BID® Daily Newsletter
Jan 22, 2019

BID® Daily Newsletter

Jan 22, 2019

Cardless ATM Fraud - What Your Bank Can Do

Summary: Bank features and criminal ingenuity are in an evolutionary arm's race, so it should surprise no one that criminals have figured out a way to turn ATM cardless technology to their advantage. We provide tips for your bank to stay safe.

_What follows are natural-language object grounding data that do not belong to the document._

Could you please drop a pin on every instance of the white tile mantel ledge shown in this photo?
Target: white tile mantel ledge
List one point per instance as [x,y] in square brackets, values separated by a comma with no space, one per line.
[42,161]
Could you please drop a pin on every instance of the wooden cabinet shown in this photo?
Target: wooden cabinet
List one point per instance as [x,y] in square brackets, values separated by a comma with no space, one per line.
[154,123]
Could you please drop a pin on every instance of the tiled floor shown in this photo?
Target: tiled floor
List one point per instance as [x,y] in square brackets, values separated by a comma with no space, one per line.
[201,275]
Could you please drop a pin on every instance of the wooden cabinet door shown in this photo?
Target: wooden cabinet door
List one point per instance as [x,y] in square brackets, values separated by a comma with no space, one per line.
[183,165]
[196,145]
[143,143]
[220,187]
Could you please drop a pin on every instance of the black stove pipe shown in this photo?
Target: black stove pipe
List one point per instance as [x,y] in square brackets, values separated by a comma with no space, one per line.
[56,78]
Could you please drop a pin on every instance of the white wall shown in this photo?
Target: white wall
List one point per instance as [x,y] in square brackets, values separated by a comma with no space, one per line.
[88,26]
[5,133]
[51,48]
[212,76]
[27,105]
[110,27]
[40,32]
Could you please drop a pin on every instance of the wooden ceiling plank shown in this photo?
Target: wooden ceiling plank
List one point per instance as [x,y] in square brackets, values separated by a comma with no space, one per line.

WalletHub did an online survey of winter travel trends and found the following interesting tidbits: 64% of people said they plan to travel away from home this winter, 45% said you can find better travel deals in the winter than the summer, 40% who did not plan to travel this winter said it was because they could not afford it and 37% said travel is worth going into debt. Given winter rolls on through February, you still have some time.
In the banking world, some might say customers have cooled down on ATM usage. We think that is premature, as cardless ATM withdrawal has become a mainstay of mobile banking these days. It keeps technology types engaged and allows customers to skip the card and use an access code and PIN to withdraw cash. It's also a way to quash skimming.
Because there's no physical card, thieves can't skim data. However, cardless withdrawal has its own fraud problems. Criminals can add their own phones to accounts and turn the nearest ATM into a personal jackpot. Better still, cardless withdrawals can be as high as $3,000. That is a big increase over daily maximums between $300 and $600 for standard ATM withdrawals.
Bank features and criminal ingenuity are in an evolutionary arm's race, so it should surprise no one that criminals have figured out a way to turn cardless technology to their advantage.
There's no silver bullet for fraud-proofing cardless ATM withdrawal, but a variety of strategies can help your bank.
Beefing up the security around how banks validate new users and new mobile devices lies at the heart of many of those strategies. Any time a customer adds a new mobile phone number, an alert should go out to all the other phones and computers listed on that account. This gives customers a heads up when a scammer takes the first step in infiltrating an account.
Banks could also restrict how much money a customer can withdraw using a newly added mobile phone number, to reduce the damage a thief can do.
Adding steps to verify a user's identify when a customer adds a new mobile phone number is another good idea, as is limiting customers to a single mobile number. After a user registers that phone with the bank, the bank could verify the number by calling the customer and asking for a texted selfie and photo of the customer's driver's license. Just asking for a username and password isn't enough.
Once a mobile phone is registered with the bank, customers might need to supply a pass phrase or code every time they communicate with the bank. The bank could require that anyone who withdraws money use the registered phone to scan a dynamically generated QR code on the ATM.
Digital identity solutions are more expensive than the other options, but customers seem to like them and your bank can also cross-reference data and pinpoint suspicious activity without creating friction for legitimate customers.